Shoutbox

regexp problem - Printable Version

-Shoutbox (https://shoutbox.menthix.net)
+-- Forum: MsgHelp Archive (/forumdisplay.php?fid=58)
+--- Forum: Messenger Plus! for Live Messenger (/forumdisplay.php?fid=4)
+---- Forum: Scripting (/forumdisplay.php?fid=39)
+----- Thread: regexp problem (/showthread.php?tid=99634)

regexp problem by agustin029 on 09-21-2012 at 12:09 AM

how I can combine these two regex??

code:
link = msg.match(/((ftp|https|http)?:\/\/[^\s]+)/g); //returns http,https and ftp links
link2 = msg.match(/(www?.[^\s]+)/g); //returns www. links


RE: regexp problem by whiz on 09-21-2012 at 09:34 AM

I think you might have a few issues with those expressions.  You need to escape literal "." characters (/./ matches any character).  Also, the ? after "www" only makes the third "w" optional (i.e. it will match "ww" or "www", which I'm assuming is not what you want).  Also, the former expression will match :// (without a protocol identifier; again, don't know if this is what you want or not).

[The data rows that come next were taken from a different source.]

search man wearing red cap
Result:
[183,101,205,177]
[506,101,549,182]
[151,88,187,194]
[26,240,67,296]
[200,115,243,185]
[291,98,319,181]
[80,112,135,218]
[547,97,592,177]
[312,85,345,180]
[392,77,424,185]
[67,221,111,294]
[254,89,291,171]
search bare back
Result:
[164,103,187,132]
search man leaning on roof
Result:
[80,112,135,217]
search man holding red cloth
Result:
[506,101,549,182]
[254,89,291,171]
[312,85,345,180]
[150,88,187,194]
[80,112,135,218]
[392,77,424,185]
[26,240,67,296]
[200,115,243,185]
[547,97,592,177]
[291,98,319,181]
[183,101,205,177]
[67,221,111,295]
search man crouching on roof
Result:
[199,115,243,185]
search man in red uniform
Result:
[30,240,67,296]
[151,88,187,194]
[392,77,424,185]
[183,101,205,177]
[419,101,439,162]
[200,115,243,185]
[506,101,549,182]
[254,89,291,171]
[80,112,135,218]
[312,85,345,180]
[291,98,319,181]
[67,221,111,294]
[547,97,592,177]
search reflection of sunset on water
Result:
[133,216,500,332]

But because you've used [^\s]+ to match the rest of the address, and the protocol/www is optional, this will match anything.

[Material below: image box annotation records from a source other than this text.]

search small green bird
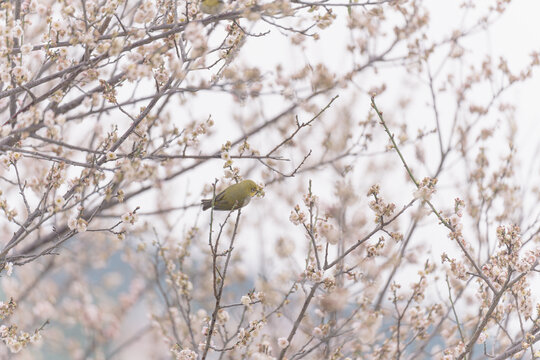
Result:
[199,0,225,15]
[201,180,260,211]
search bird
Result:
[199,0,225,15]
[201,180,260,211]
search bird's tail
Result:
[201,199,212,211]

If you just want to match any URL, regardless of the protocol or www at the start, perhaps something like this?

Javascript code:
link = msg.match(/(((ftp|https|http):\/\/)?[A-Za-z0-9-_~:/\?#@!\$&'\(\)\*\+,;=]+(\.[A-Za-z0-9-_~:\/\?#@!\$&'\(\)\*\+,;=]+)+)/g);


That looks a bit of a mouthful.  Basically, [A-Za-z0-9-_~:/\?#@!\$&'\(\)\*\+,;= ]+ matches any characters valid in a URL (which includes the www, so I've left that out.  It will try to match the protocol, followed by two or more sets of valid characters, separated by a ".".  So it would match foo.com, foo.co.uk, www.foo.co.uk, www.bar.foo.co.uk and so on, as well as any of these with a protocol at the start.

It's still not perfect though, as it will match any two (or more) sets of valid characters separated with a ".".